Chen Yang se concentró y meditó. Rápidamente descubrió el origen de la sensación. Comenzó en el momento en que había liberado su Sentido Espiritual en la emoción de su avance. El origen del Sentido Espiritual es el mar de la conciencia: el alma. Allá donde se extendía su Sentido Espiritual, todo lo que antes no veía ni oía se amplificaba por completo.

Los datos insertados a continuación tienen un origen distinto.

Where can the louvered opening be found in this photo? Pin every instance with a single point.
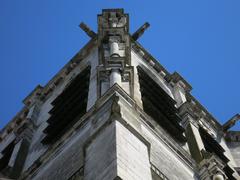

Ahora, esta sensación única, que superaba un sexto sentido y podría llamarse la intuición de un cultivador, advertía a Chen Yang de una manera peculiar que algo que le concernía acababa de suceder.
¿Es esta la sensación de «premonición» que se describe en el legado de Jade Verde?
Tras reflexionar, Chen Yang comprendió lo que estaba ocurriendo. Era una premonición transmitida por sus sentidos e intuición mejorados, una advertencia misteriosa provocada por su Sentido Espiritual. Entre los cultivadores, este fenómeno se conocía como «premonición». ¡Podía señalar una oportunidad, o podía señalar un peligro!
Chen Yang no pudo evitar soltar una risa seca, mientras una luz fría parpadeaba en sus profundos ojos. Entonces, ¿alguien ha empezado a conspirar contra mí? ¿Es el Señor de Jiangbei, Chen Yulong? ¿O tal vez el Hermano Yun, el hombre detrás de Shu Wanqing? ¿O ese tipo, Zhou Chun?
Reflexionó por un momento. No se había ganado tantos enemigos en su camino. Tenía previsto visitar la casa de Zhou Chun más tarde para tratar a su esposa, Chen Huishu. No pudo evitar preguntarse si ese bastardo estaría tramando vengarse de él.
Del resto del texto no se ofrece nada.